Is Mom Blogging A Pink Collar Ghetto?


I read with fascination this post by Tara Hunt at Women 2.0. Apparently, tech writer Jolie Odell (of whom I’m a fan) posted the following tweet:

Women: Stop making startups about fashion, shopping, & babies. At least for the next few years. You’re embarrassing me.

This started up quite an uproar in the women’s tech community, much of it negative. Tara’s post brings up some great points about how things that matter to some women such as parenting, shopping, and beauty are considered “inferior” because they are “feminine.” Tara also brings up the excellent point that some of the most successful sites in that arena,, and others were all founded by men who clearly did NOT find them “inferior”.

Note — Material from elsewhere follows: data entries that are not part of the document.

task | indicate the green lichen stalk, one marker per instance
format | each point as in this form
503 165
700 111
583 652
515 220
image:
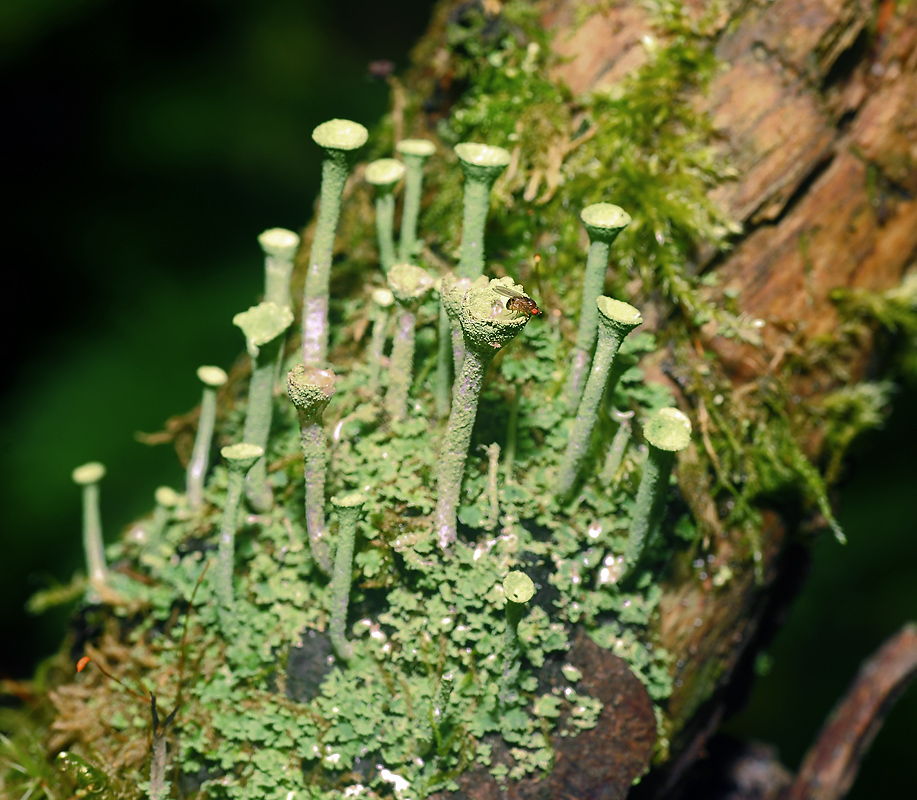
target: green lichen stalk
481 164
349 508
615 321
240 458
212 378
414 153
384 174
264 327
339 138
667 432
279 246
310 391
487 326
603 222
519 589
88 476
409 285
451 348
382 301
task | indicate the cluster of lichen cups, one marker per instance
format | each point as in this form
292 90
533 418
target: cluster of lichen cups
475 324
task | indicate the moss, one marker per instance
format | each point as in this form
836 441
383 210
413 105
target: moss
271 711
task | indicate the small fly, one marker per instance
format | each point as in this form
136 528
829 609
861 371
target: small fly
518 302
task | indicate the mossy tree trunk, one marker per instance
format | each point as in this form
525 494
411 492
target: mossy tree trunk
814 105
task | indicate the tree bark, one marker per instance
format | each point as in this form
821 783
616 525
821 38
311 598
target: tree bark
816 107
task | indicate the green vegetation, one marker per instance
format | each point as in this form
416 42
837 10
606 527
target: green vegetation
399 670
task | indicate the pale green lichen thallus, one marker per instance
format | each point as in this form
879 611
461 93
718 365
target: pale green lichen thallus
311 390
279 246
409 285
384 174
264 327
616 319
339 139
88 477
212 378
414 153
349 508
240 458
667 432
487 326
603 222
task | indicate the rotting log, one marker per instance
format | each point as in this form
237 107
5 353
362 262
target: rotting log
816 108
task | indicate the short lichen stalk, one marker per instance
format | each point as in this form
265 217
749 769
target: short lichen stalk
384 174
310 391
519 589
339 138
212 378
616 320
409 286
486 329
279 246
667 432
414 153
603 222
240 458
264 327
618 446
349 508
88 477
382 302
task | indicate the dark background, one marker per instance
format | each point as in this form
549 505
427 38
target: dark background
145 145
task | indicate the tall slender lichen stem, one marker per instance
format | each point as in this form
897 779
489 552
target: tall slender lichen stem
603 222
519 589
240 458
88 477
339 138
310 391
349 507
384 174
264 326
279 246
414 153
212 378
487 326
616 320
481 164
493 486
666 432
382 300
618 446
409 285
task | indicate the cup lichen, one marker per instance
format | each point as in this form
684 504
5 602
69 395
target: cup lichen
264 327
240 458
349 508
616 319
311 390
279 246
88 477
409 285
667 432
339 138
384 174
487 326
414 153
212 378
603 223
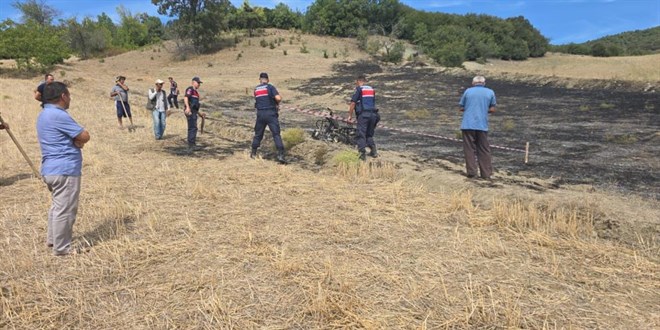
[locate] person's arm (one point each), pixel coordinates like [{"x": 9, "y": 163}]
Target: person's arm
[
  {"x": 351, "y": 111},
  {"x": 123, "y": 86},
  {"x": 82, "y": 138}
]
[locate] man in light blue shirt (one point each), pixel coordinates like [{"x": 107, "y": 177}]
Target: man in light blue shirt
[
  {"x": 61, "y": 140},
  {"x": 476, "y": 103}
]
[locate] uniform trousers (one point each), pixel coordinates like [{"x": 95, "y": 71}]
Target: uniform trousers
[
  {"x": 267, "y": 118},
  {"x": 62, "y": 214},
  {"x": 366, "y": 126}
]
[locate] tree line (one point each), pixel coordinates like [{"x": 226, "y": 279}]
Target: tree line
[
  {"x": 632, "y": 43},
  {"x": 198, "y": 25}
]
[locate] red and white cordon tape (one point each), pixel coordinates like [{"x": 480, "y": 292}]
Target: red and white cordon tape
[{"x": 326, "y": 114}]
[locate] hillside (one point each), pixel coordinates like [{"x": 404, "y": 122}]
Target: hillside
[
  {"x": 638, "y": 42},
  {"x": 216, "y": 240}
]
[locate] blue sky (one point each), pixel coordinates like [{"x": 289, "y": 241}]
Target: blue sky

Like Tara, I’ve heard this discussion before. As a feminist, there were friends of mine that were angry when I decided to get married (patriarchy!), when I decided to have a child, and even more so when I pursued infertility treatments to have that child. Hell, my own mother had a phase where she questioned if my decision to wear eyeliner and shave my legs disqualified me as a feminist.

So, does this mean that mom bloggers are the new June Cleavers? Are we causing working women to lose ground by choosing to stay home with our children and have blogs “on the side”? Are we basically creating another pink collar ghetto, a new kind of job for women that doesn’t present opportunities for climbing up a professional ladder? Is Mom Blogging a dead end job for women?

I don’t think so. I consider being a mom blogger and discussing my life and my experiences as a mom to be a perfect example of feminist discourse, particularly because I am raising a daughter (although I have friends who feel equally passionatly about raising sons while feminists and blogging about it). Choosing to make my own way and earn a living as a blogger and consultant has offered me the true feminist ideal being able to make my own choices, on a daily basis, about how I spend my time and how I bring money into my home while also getting to be part of my daughter’s life in just the way I want to be.

When I think about women like Isabel Kallman of AlphaMom or Amy Lupold Bair of The Global Influence Network and, or Katherine Stone of Post Partum Progress, or any of the dozens of women I’ve met since I started blogging that have built amazing careers, communities, and products, well… I don’t believe it. I see mom blogging as any other potential career you get out of it what you put in.

What do you think? Are we limiting ourselves and letting down our foremothers by choosing this path?